Instead, they were often met with blank stares and bored sighs.
Something wasn’t working, but they didn’t know what was missing until the day Majumdar brought a heap of letters back from her winter break trip to Calcutta, India. While tutoring at Calcutta Rescue, Majumdar asked the Indian students to write letters to bring back for her Americans students at School 31.
That’s when everything changed.
The usual bored faces turned puzzled and intrigued as they burst with questions.
“What is ‘cricket’?” “Is this a girl or a boy writing to me?” “Why do kids in India write the date differently?”
“I remember that day perfectly,” Gelda said. “It felt like a totally different experience than the things we had been doing.”
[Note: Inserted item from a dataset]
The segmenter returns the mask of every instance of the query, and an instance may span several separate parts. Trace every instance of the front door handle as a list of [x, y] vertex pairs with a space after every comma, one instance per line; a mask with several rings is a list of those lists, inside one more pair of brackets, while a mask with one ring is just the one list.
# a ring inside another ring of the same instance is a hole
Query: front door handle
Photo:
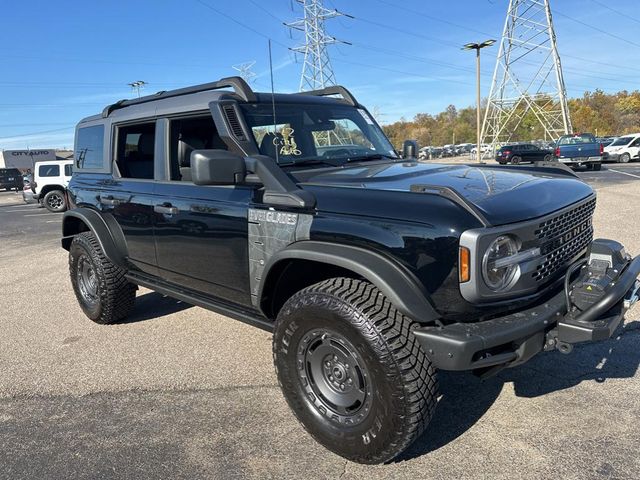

Gelda and Majumdar realized that while the students focused heavily on core subjects like math, science, reading and writing, there wasn’t a global emphasis linking it all together. Beyond the Block became the answer to that problem. They worked in partnership with student mentors in Calcutta to share videos between the students in Buffalo and their pen pals halfway across the world.
Gelda and Majumdar now focus on incorporating global issues into their curriculum with the students, with an emphasis on social issues and scientific ways to learn about them.
So far, the students have exchanged over 40 videos, focusing on global issues like air pollution, gender equality and stress.
“One thing that definitely surprised us making the videos is that it’s not only about exchanging information, but exchanging communication styles, ways of presenting, ways of creatively expressing yourself,” Gelda said. “The students definitely learn a lot on the communication level.”
The students from India will usually offer constructive criticism for the Buffalo students after watching their videos, Majumdar explained. They suggest the Buffalo students speak louder or more confidently. In exchange, the Indian students will practice English very confidently, which in turn inspires the Buffalo students.
“They’ll say, ‘Wow, that girl from India is an amazing speaker. I want to be like that,’” Majumdar said.
The program’s flexibility allows them to focus on topics important to the students. This semester, their focus is on mental health and diversity. They chose these topics after students voiced a recurring problem they noticed: kids in their school would have trouble paying attention and be put in detention. The students voiced a frustration and said this didn’t seem to help the students in the long-term.
“They talk about this a lot with us passionately, so we took that into consideration and we would say, OK, on a neurological level, what is happening when we are distracted,” Gelda said. “It’s a chance for students to tie social issues to scientific concepts.”
The mentors started by teaching the students about the scientific method and how to conduct an experiment. The students then designed an experiment to see how meditation would affect student behavior in their school.
Although neither student mentor plans to go into education, the two will continue their Beyond the Block program for years to come and hope to expand into more Buffalo schools.
“It’s funny because as the kids are learning, I’m also learning how to be more responsible, to work as a team,” Majumdar said. “Everyone brings in something new and I have to learn about that and really integrate it into the curriculum.”
The students, too, have learned about more than just artificial intelligence and stress management.
“In India, people perceive mental health issues differently. They don’t maybe talk about it in the same way we do as Americans. That’s kind of what stuck out to me from this program,” Majumdar said. “The kids are really excited to be global players, even if they’re also careful to sometimes not go outside their traditional ways of discussing things.”
Gelda and Majumdar say this is why a global program is so important for the students.
“There are several interviews I’ve had where people asked me, ‘What do you think about the U.S. election in the context of the world?’ And it surprises me when someone from another country asks me that it kind of opens my eyes that you have to be open minded, even if it’s the same issue happening in different countries, people perceive things differently,” Majumdar said.